En la habitación de papá, arrimado a la mesa del ordenador, está el pequeño piano. Lo protege una telita blanca como las que cubren los muebles en las casas de veraneo.

Es el piano uno de esos teclados eléctricos en los que los deditos quedan como bichitos que navegan de blanca en blanca. Apoyada, una partitura con dibujos de animales invita a sentarse a él; pero es ella la que llega corriendo desde el pasillo, se sienta feliz y dice: ponme la de la alegría. Se refiere al himno de Beethoven. Verás.

Evoco los días en los que era su madre la que venía corriendo desde otro pasillo y gritaba tíoooooo, con los brazos aleteando como un pájaro que quisiera comerse el cielo. Se sentaba en el suelo y golpeaba un pianillo rosa que sonaba como el diablo, chirriante y destemplado. La madre de Elsa, entonces niña, daba improvisados conciertos en el salón y luego aporreaba con la misma fuera la calculadora de números verdes luminosos donde yo hacía deberes. Era imposible. Iban y venían las horas como la alegría de la casa, y a veces, algún morado porque de tanto moverse me marcaba los pies en las piernas subida en equilibrios como si fuera a conquistar américa. Las tardes eran fáciles, porque nada podía pasarte en casa de la abuela. Había juegos, había merienda y había ganas. Salíamos al balcón y oíamos el mismo “¡cuidado!” que ahora dice la niña madre de la pequeña Elsa.

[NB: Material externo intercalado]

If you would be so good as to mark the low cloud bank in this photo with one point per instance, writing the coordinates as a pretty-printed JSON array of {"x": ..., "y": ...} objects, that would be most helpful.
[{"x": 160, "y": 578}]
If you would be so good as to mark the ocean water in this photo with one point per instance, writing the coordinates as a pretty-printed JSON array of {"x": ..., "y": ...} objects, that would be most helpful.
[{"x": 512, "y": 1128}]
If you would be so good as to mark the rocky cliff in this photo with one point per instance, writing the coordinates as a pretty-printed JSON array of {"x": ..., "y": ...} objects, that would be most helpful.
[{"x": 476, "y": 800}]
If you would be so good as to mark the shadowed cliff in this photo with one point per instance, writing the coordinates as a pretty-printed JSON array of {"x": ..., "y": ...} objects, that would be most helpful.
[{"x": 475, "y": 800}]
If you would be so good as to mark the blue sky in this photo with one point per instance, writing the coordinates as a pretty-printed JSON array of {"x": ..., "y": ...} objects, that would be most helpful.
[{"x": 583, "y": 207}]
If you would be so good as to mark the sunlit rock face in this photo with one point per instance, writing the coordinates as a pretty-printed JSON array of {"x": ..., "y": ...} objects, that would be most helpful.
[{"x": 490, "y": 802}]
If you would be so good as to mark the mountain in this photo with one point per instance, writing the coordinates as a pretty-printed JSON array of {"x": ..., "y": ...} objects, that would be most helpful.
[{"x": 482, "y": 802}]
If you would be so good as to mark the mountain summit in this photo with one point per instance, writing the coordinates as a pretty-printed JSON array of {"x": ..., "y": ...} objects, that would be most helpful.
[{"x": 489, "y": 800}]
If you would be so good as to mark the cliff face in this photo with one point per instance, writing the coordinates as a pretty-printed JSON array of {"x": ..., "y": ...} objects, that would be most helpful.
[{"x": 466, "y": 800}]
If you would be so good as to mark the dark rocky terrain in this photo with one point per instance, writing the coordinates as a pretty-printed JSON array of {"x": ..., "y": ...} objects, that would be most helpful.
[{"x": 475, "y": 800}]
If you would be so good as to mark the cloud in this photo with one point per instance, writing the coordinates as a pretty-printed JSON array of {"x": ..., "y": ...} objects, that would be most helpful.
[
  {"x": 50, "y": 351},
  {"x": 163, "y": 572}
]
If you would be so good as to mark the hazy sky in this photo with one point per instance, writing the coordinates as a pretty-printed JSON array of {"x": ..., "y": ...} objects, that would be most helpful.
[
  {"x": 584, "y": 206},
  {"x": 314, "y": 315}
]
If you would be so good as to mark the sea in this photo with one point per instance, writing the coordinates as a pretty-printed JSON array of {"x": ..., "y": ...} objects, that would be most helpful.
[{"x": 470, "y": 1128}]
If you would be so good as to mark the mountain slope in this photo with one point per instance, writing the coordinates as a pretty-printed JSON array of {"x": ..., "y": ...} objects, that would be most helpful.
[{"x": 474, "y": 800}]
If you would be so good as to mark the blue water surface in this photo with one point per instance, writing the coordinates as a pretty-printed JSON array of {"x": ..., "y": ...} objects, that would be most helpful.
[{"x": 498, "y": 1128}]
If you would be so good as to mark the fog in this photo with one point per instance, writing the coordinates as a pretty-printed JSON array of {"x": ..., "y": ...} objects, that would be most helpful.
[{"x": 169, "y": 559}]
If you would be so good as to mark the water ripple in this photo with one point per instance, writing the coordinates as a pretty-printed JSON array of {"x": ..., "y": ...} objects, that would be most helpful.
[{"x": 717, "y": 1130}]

Evoco también el suelo brillante recién fregado, prohibido pisar como un Serengeti de mármol, una tele sin mando a distancia y un tapete de ganchillo que hacía las veces de tienda de campaña junto a los almohadones del sofá.

Toca Elsa el piano, cuatro notas, con sus deditos y sonrío. Me encanta verla. Baraja las partituras de animales y vuelve a poner las manos como si fuera ya profesional, yergue la espalda y me mira para que preste atención. “Esta es la de la alegría”, me recuerda.

No queda otra que escucharla, con su madre en el horizonte de la puerta y el resto de canciones por venir. Parece que está sola en el escenario, con sus deditos y su melena suelta. En la pared, muchas fotos. Y hueco para muchas más. Las que vendrán.

La melodía pasa por sus manos, sube a su sonrisa e inunda toda la habitación, baja después por sus brazos hasta el piano y las manos vuelven a transmitir las emociones, con su torpeza, con su ilusión, con la mirada atenta de todos como público.

La familia repara en el piano que habrá que comprar si la niña progresa, cuando vaya bien y deje de aporrear blancas y negras. Los padrinos tendrán que comprar el piano. Claro, digo. Y la niña me mira con cara de pilla pensando en ese que ha visto en su clase de piano. Y yo, que tengo facilidad para la evocación, hago gestos y le digo que sí. Aplaudimos. La cena espera en la cocina. El piano de Elsa se queda solo en la habitación cubierto de nuevo con la tela blanca. Mudo. Un silencio que sabe a la vida que vendrá. O a la pizza en la que en ese momento ponemos los dedos.